8085 IO ports

Adrian Graham binarydinosaurs at gmail.com
Tue Jan 17 10:38:02 CST 2017


On 17 January 2017 at 02:14, allison <ajp166 at verizon.net> wrote:

>
> <http://bitsavers.informatik.uni-stuttgart.de/pdf/intel/MCS80/MCS80_85_Users_Manual_Jan83.pdf>
>
> That's the later 1983 version but its the book you want.
>

Thanks, that was some light reading over lunchtime. The descriptions of the
interfacing helped a lot so tonight I need to finish tracing out the
SAA5070 LUCY circuit and the non data bus lines going to the keyboard
because I've not found anything that (I'm guessing) should interrupt the
CPU to say there's been keyboard activity.

> On the tape drive controller board are a pair of very messy 25V caps that
I

> > thought had rotted because of damp - the tape transport itself is
> probably
> > beyond saving through rust - but could they have exploded I wonder.
> >
> Likely history but if the parts move and the head is ok then clean it
> really well replace the caps and try.
>

The transport motors move fine but the head unit itself is badly rusted
around the edges. I also don't know what capacitance the ex-caps are since
they're that badly damaged but that's info I can hopefully get from the
other unit since that one isn't damaged internally but is equally dead.


> >> in that system working to this day (along with a 8085A subprocessor).
> > Strewth, that's some troubleshooting effort!
>
> I had bought the Netronics explorer 8085 just before that bolt.  That
> gave me
> a S100 chassis that would run even bad cards (think SDK85 with S100 bus
> interface).
>

Just googled it, that must've been expnsive when it was new!


> The turned pin are heavy and will stand that.... the copper under them
> or leading to them may be gone
>

I tested the sockets by resting the board on a sponge wrapped in tin foil
connected to one lead of my DMM.


> FYI vinegar or lemon juice will neutralize it, the battery (likely nicd)
> is alkaline.
> Rinse with water and dry.
>

Oh yes, that was the first thing I did when I removed the battery :)

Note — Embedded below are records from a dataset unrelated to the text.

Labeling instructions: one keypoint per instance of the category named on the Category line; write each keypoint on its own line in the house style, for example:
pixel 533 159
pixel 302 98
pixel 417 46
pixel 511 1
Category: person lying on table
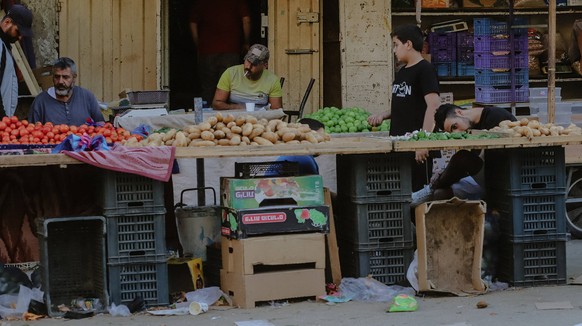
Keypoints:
pixel 65 103
pixel 456 178
pixel 249 82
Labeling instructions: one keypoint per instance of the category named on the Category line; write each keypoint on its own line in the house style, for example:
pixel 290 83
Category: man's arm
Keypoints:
pixel 220 101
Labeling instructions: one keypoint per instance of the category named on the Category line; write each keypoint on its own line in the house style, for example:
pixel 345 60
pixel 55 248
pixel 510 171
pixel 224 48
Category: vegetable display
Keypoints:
pixel 346 120
pixel 228 130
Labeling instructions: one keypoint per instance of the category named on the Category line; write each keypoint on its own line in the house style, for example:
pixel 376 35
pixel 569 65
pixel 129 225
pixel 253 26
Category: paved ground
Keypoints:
pixel 509 307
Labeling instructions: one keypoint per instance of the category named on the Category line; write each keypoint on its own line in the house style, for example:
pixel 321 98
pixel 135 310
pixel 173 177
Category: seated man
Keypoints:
pixel 65 103
pixel 249 82
pixel 455 179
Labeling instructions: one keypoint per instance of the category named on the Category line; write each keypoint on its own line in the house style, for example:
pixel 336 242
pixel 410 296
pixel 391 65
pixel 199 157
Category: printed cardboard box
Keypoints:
pixel 240 224
pixel 261 192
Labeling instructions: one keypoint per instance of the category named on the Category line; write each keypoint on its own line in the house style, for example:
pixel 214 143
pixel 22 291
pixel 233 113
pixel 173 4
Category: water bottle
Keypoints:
pixel 198 116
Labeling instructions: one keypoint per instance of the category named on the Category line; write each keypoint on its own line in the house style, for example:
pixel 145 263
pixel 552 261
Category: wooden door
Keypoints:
pixel 115 43
pixel 294 41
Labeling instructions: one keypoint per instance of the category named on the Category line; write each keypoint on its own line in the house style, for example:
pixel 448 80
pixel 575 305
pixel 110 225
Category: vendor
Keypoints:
pixel 249 82
pixel 65 103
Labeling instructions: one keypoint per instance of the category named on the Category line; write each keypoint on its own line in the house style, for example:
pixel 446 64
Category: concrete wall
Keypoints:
pixel 366 54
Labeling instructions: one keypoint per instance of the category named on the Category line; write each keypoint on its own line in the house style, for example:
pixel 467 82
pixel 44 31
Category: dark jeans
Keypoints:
pixel 210 68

> You can always inject a really slow processor clock, isn't rated for it
> but it does
> run down to less than 1khz. You can then watch signal with a bunch of leds.
>

I bought a test clip so I can watch every line with a logic analyser. It's
proved to be a useful investment!

Cheers,
-- 
adrian/witchy
Owner of Binary Dinosaurs, the UK's biggest home computer collection?